On July 26, 2017, the Sacramento Press Club held a discussion panel that included Hezekiah Allen, the executive director of the California Growers Association which represents a large group of growers in the state, many of them from the states “Emerald Triangle” in Northern California. His warning was ominous as reported by the Los Angeles Times:
Some marijuana growers will stay in the black market and continue to illegally send cannabis to other states, which is also not allowed under federal law, said Hezekiah Allen, executive director of the California Growers’ Assn.
“We are producing too much,” Allen said, adding state-licensed growers “are going to have to scale back. We are on a painful downsizing curve.”
He said some marijuana growers may stop, while others just won’t apply for state permits.
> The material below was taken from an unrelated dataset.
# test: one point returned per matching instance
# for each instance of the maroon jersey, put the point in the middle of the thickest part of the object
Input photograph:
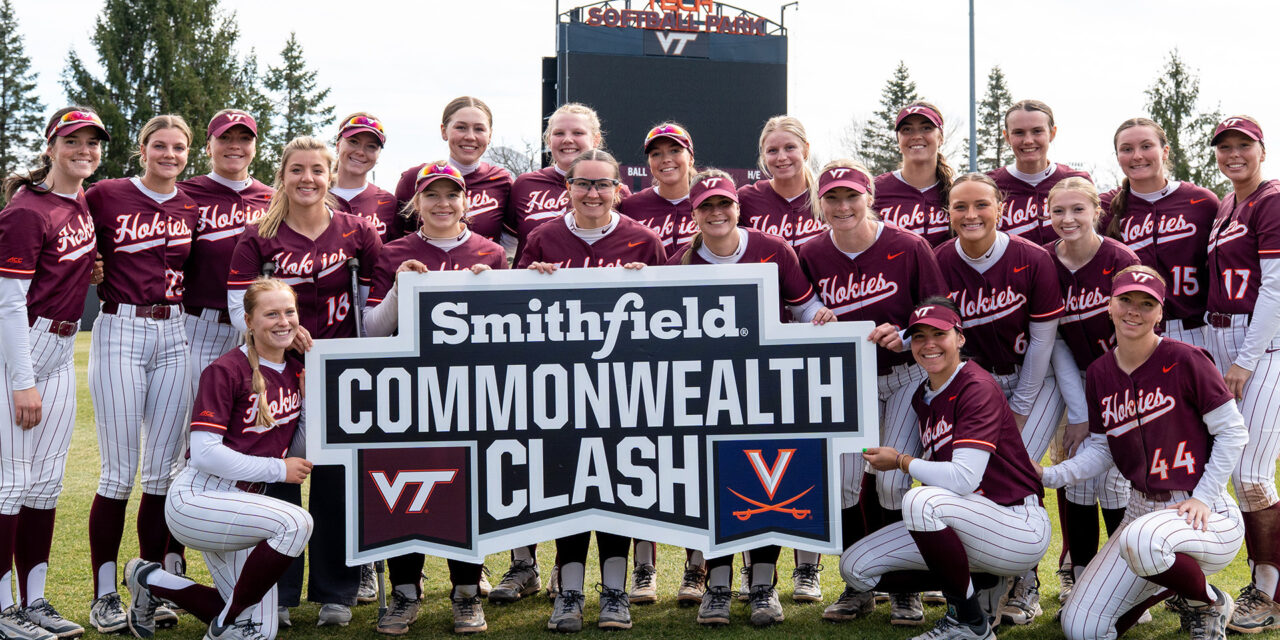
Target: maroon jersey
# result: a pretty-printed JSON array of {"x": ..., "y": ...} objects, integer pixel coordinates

The panel discussion also included Lori Ajax of the newly formed state Bureau of Medical Cannabis Regulation and Joseph Devlin, Chief of Cannabis Policy and Enforcement for Sacramento.
Devlin’s explained during the panel that he understood the overproduction rate was closer to five times the need for the state. But, an audience member claimed it was much higher, putting the rate at 12 times the states consumption levels.
Ajax agreed with Allen and Devlin, explaining during the discussion, “For right now, our goal is to get folks into the regulated market, as many as possible … [But] there are some people who will never come into the regulated market.”
Production of cannabis on the west coast is at high levels. Oregon produces substantially more than they can consume, and of course California has been producing weed for many decades, and even more since they legalized medical marijuana in 1996. It will be interesting, to say the least, to see how the two states cope with their over production and curbing the unregulated market. License limits, plant and canopy limits and, of course, enforcement actions will all play a role.